Solved – ARIMA continuous forecasting

arimaforecasting

I am learning about the ARIMA model and trying to implement it and had some questions. From my understanding, ARIMA forecasts better for short-term projections rather than long-term projections (is this true or false)? I am implementing the ARIMA to make a 6 month projection on a daily basis. Would I get better results if I predict one day, then retrain the model including that day, then predicting the next day, and then retraining, and so on?

EDIT: Thanks for the responses. Sorry if I wasn't being clear. I am using the ARIMAX model, and I have about 30 exogenous variables. I know what the actual values are for the endogenous variable, even for the 6 month projection period. I want to test how well my model performs on this 6 month period. So what I meant by retraining is that after I make a prediction for the next day using n samples, I would retrain on n+1 samples, where the new sample is using the actual value for the endogenous variable as opposed to the prediction.

Best Answer

ARIMA models are univariate so the only information they use is the history of the series. Essentially, they tell you how the variable will react to previous stochastic variation. When you start forecasting with them you no longer have any 'noise' in them because your model will not add in error terms (and nor should it). So what you'll see is that the forecast will quickly decay to the constant term/trend in your ARIMA model. Re-estimating the model won't help because you're not adding any new information about the underlying process.

Over 180+ forecast periods you'll need to add in more explanatory variables to get anything more than a trend line out of your model. For instance, you might include macroeconomic projections as an input, which would give you some dynamics over a 6 month period.
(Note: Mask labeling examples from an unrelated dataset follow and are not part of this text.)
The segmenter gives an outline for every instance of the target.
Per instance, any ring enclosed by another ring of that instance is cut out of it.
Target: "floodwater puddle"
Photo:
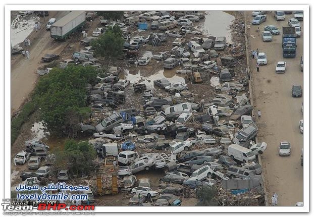
[[[211,86],[215,87],[219,85],[219,78],[218,77],[213,76],[211,78]]]
[[[130,71],[126,69],[123,72],[122,77],[120,78],[128,79],[130,80],[131,84],[135,83],[145,84],[148,88],[153,88],[153,81],[161,78],[166,78],[172,83],[178,82],[184,83],[184,77],[177,75],[176,73],[176,70],[177,69],[171,70],[162,69],[153,75],[144,77],[141,75],[140,69],[139,69],[135,75],[130,74]],[[181,76],[184,76],[184,75]]]
[[[11,45],[15,46],[22,43],[24,39],[32,32],[35,27],[35,23],[38,18],[29,17],[25,19],[21,15],[18,15],[11,23]]]
[[[206,11],[201,26],[203,34],[207,36],[225,36],[227,42],[232,40],[230,25],[235,18],[223,11]]]

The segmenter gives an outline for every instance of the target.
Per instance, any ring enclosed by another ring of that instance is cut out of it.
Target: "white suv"
[[[209,166],[206,165],[193,172],[191,175],[191,178],[188,180],[202,181],[206,178],[212,178],[213,174],[214,171]]]

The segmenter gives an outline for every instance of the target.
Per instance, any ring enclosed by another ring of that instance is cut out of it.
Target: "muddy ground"
[[[62,12],[49,12],[49,17],[59,17],[63,16]],[[229,13],[228,12],[228,13]],[[243,22],[243,18],[240,13],[238,12],[233,12],[231,14],[235,17],[235,20],[233,25],[231,27],[232,41],[236,43],[236,47],[232,48],[229,47],[223,53],[226,56],[235,55],[238,53],[244,53],[245,40],[243,37],[244,30],[239,28],[240,24]],[[46,18],[48,20],[48,18]],[[86,26],[87,29],[87,32],[88,36],[91,35],[92,30],[96,27],[100,26],[99,18],[93,22],[87,22]],[[197,26],[201,25],[202,21],[196,24]],[[43,26],[43,28],[42,27]],[[196,27],[197,28],[197,27]],[[138,32],[135,29],[130,29],[132,35],[144,35],[148,36],[150,32],[158,32],[158,30],[147,31],[145,32]],[[186,39],[189,40],[193,35],[187,34]],[[12,61],[12,70],[11,70],[11,80],[12,82],[12,115],[14,115],[18,111],[20,106],[25,101],[29,95],[29,93],[33,89],[38,77],[35,74],[36,70],[40,67],[43,67],[44,65],[40,62],[41,56],[46,53],[55,52],[60,54],[61,60],[70,59],[71,55],[73,52],[79,50],[83,48],[83,46],[79,44],[79,41],[82,38],[81,34],[80,33],[75,33],[73,35],[70,40],[65,42],[56,42],[50,38],[49,32],[47,31],[44,28],[44,24],[42,24],[41,29],[36,32],[33,32],[29,37],[31,39],[32,45],[30,48],[31,58],[29,60],[23,60],[21,55],[17,55],[14,57]],[[169,50],[173,47],[172,42],[174,40],[174,38],[168,38],[168,41],[166,43],[163,43],[162,46],[153,47],[150,45],[144,46],[140,50],[140,56],[146,51],[152,51],[153,55],[159,52],[162,52]],[[105,62],[103,62],[105,63]],[[242,58],[240,61],[239,65],[235,67],[234,69],[237,76],[241,76],[242,70],[245,68],[245,60]],[[146,83],[148,87],[152,86],[152,79],[150,79],[150,76],[154,75],[160,75],[162,77],[165,77],[169,80],[171,79],[185,79],[189,90],[193,93],[195,101],[199,102],[201,99],[203,99],[206,101],[210,97],[212,97],[215,93],[214,88],[211,86],[210,79],[212,76],[217,76],[217,75],[210,75],[206,77],[203,78],[203,82],[201,84],[193,84],[189,82],[186,78],[183,75],[177,75],[175,71],[179,69],[177,67],[173,70],[165,70],[164,71],[163,64],[160,61],[152,60],[148,66],[132,66],[128,65],[123,60],[112,61],[110,63],[110,65],[120,66],[122,69],[123,73],[119,75],[121,78],[124,78],[124,75],[126,78],[128,76],[135,76],[133,78],[135,80],[138,79],[140,82],[143,81]],[[129,70],[128,72],[126,72],[126,70]],[[21,73],[22,72],[23,73]],[[124,73],[124,74],[123,74]],[[139,75],[140,74],[140,75]],[[147,79],[148,77],[148,79]],[[173,82],[173,80],[171,80]],[[23,90],[21,91],[20,90]],[[166,96],[166,93],[163,90],[158,88],[154,89],[155,93],[160,94],[161,96]],[[126,101],[124,104],[120,105],[119,108],[132,107],[137,110],[142,109],[142,102],[141,101],[141,94],[140,93],[135,93],[133,90],[131,85],[129,86],[125,91],[126,94]],[[28,121],[24,124],[21,130],[21,133],[18,137],[15,143],[12,146],[11,155],[12,157],[16,154],[19,151],[22,150],[24,147],[24,141],[27,139],[31,139],[34,136],[31,134],[30,129],[32,128],[33,124],[36,121],[39,121],[39,114],[37,112],[35,113],[31,116]],[[87,139],[87,138],[86,138]],[[56,138],[50,137],[47,140],[43,141],[46,142],[47,144],[53,148],[55,147],[62,146],[66,138]],[[81,140],[86,140],[84,138]],[[12,164],[11,170],[12,173],[14,171],[23,171],[27,170],[26,165],[15,166]],[[15,172],[16,173],[17,172]],[[138,178],[141,176],[140,173],[137,174]],[[163,173],[150,172],[149,174],[145,174],[145,178],[149,178],[152,180],[152,188],[154,189],[157,189],[159,180],[160,178],[164,176]],[[19,174],[18,174],[12,180],[12,184],[17,184],[20,182]],[[128,201],[128,199],[123,200],[126,195],[123,194],[119,194],[114,196],[106,196],[106,197],[97,198],[96,204],[99,205],[125,205],[126,201]],[[128,196],[127,197],[129,197]],[[187,199],[186,201],[183,201],[182,205],[192,205],[194,204],[195,200],[194,199]]]

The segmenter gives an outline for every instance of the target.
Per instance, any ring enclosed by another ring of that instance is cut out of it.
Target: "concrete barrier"
[[[248,81],[248,87],[250,93],[250,101],[251,102],[251,104],[253,106],[253,110],[252,110],[252,115],[253,116],[255,116],[255,107],[256,106],[256,101],[255,98],[255,91],[253,89],[254,87],[254,75],[253,74],[253,72],[251,71],[251,67],[250,64],[250,52],[251,49],[250,49],[250,46],[248,43],[248,26],[247,23],[246,22],[246,11],[244,11],[244,30],[245,30],[245,50],[246,50],[246,65],[247,68],[248,73],[249,73],[249,80]],[[254,120],[254,119],[253,119]],[[257,138],[256,138],[256,142],[257,143],[258,140]],[[260,154],[258,154],[258,163],[260,165],[260,166],[263,167],[263,163],[261,160],[261,157],[260,156]],[[267,191],[266,189],[266,185],[265,183],[265,177],[264,176],[264,171],[261,173],[261,179],[263,180],[263,192],[265,193],[265,205],[268,206],[269,205],[269,203],[268,201],[268,192]]]

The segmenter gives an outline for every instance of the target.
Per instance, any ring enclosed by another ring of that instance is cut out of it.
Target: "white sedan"
[[[154,197],[158,195],[158,192],[148,187],[136,187],[132,189],[131,193],[133,195],[140,194],[147,197]]]
[[[133,129],[133,125],[131,124],[126,124],[122,123],[117,124],[116,127],[113,129],[113,132],[122,131],[123,132],[126,130]]]
[[[261,154],[267,148],[267,143],[266,142],[259,142],[259,143],[254,144],[250,148],[253,153],[256,155],[257,154]]]
[[[284,73],[286,71],[286,64],[285,62],[279,62],[276,66],[276,73]]]
[[[303,119],[299,121],[299,127],[300,128],[300,132],[303,133]]]

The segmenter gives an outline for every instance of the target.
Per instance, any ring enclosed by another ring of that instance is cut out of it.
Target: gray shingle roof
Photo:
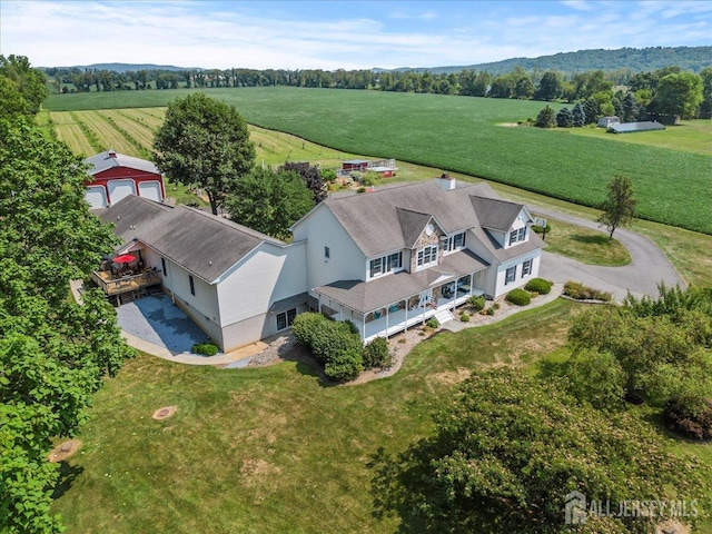
[[[115,224],[115,233],[125,245],[138,239],[208,283],[214,283],[264,241],[285,245],[199,209],[170,208],[134,195],[99,217]]]
[[[485,182],[445,191],[435,181],[425,181],[369,194],[328,198],[324,204],[366,257],[373,257],[412,245],[405,243],[399,216],[402,211],[397,208],[434,216],[447,234],[477,226],[471,195],[497,198]],[[409,224],[406,226],[411,228]]]
[[[314,290],[362,314],[418,295],[436,284],[452,281],[487,267],[487,263],[469,250],[448,254],[437,267],[417,273],[400,271],[369,281],[339,280]]]
[[[492,230],[507,231],[518,217],[522,204],[507,202],[497,198],[472,196],[472,206],[479,225]]]
[[[413,248],[433,216],[404,208],[396,208],[396,211],[398,212],[400,231],[403,233],[403,243],[407,248]]]

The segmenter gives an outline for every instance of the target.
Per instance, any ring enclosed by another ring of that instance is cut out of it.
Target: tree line
[[[37,126],[44,75],[0,56],[0,532],[61,532],[52,494],[71,478],[48,462],[76,435],[107,376],[132,355],[88,279],[116,237],[85,201],[86,167]]]

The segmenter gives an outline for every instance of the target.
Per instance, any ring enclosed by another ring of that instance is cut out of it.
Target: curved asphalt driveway
[[[535,206],[531,206],[530,209],[543,217],[605,233],[605,227],[599,227],[597,222],[587,219]],[[661,281],[669,287],[675,285],[686,287],[668,257],[649,238],[624,228],[616,229],[614,237],[630,253],[632,260],[629,265],[623,267],[586,265],[544,249],[540,276],[556,283],[581,281],[585,286],[611,291],[616,300],[625,298],[627,291],[637,297],[643,295],[656,297],[657,284]]]

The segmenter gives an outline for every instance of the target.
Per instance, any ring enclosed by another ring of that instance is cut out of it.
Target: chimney
[[[443,174],[439,178],[435,178],[435,182],[437,184],[437,187],[444,191],[452,191],[457,185],[457,180],[455,178],[451,178],[447,174]]]

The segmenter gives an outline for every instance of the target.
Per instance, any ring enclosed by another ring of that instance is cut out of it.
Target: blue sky
[[[348,70],[709,44],[709,0],[0,0],[0,53],[38,67]]]

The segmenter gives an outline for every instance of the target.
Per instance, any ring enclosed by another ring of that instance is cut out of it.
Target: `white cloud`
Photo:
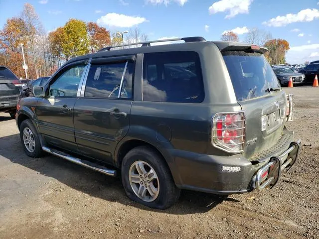
[[[309,60],[310,56],[319,52],[319,43],[310,44],[290,48],[286,54],[287,62],[290,64],[300,64]]]
[[[131,27],[145,21],[148,20],[144,17],[127,16],[123,14],[112,12],[101,16],[97,19],[96,22],[102,25],[117,27]]]
[[[123,6],[128,6],[129,3],[127,1],[125,1],[124,0],[119,0],[120,3],[122,4]]]
[[[62,11],[60,10],[56,10],[56,11],[51,11],[49,10],[48,11],[49,14],[53,14],[53,15],[58,15],[59,14],[62,13]]]
[[[229,31],[232,31],[233,32],[237,34],[237,35],[242,35],[243,34],[247,33],[249,31],[247,26],[243,26],[242,27],[236,27],[232,30],[229,30],[228,31],[224,31],[223,34],[226,33]]]
[[[226,11],[225,18],[233,17],[238,14],[249,12],[249,6],[253,0],[220,0],[214,2],[208,8],[209,14]]]
[[[181,6],[183,6],[188,0],[145,0],[145,1],[146,2],[150,2],[154,5],[163,4],[167,6],[168,4],[172,2],[176,2]]]
[[[312,44],[311,45],[294,46],[290,48],[289,51],[303,51],[307,50],[315,50],[316,49],[319,49],[319,44]]]
[[[293,22],[312,21],[319,18],[319,10],[307,8],[302,10],[297,14],[288,13],[285,16],[278,16],[263,22],[269,26],[284,26]]]
[[[311,53],[309,56],[309,57],[317,57],[318,56],[319,56],[319,52],[317,51]]]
Update: If you are going for in-sample predictive power then using all the data will give you a better fit, so yes it will improve. The underlying question is what you want to achieve. If you're trying to understand the causative factors explaining the dependent variable then a few extra observations aren't going to overturn your theoretical priors. If you want forecasting power then you want to use as much data as possible to estimate your model. Of course you need to be wary of overfitting, which I guess is why you want to check the estimation against a sub-sampled model. If you're seeing a lot of change in your coefficients as you increase the sample size and they don't stabilise that's indicating your model's mis-specified.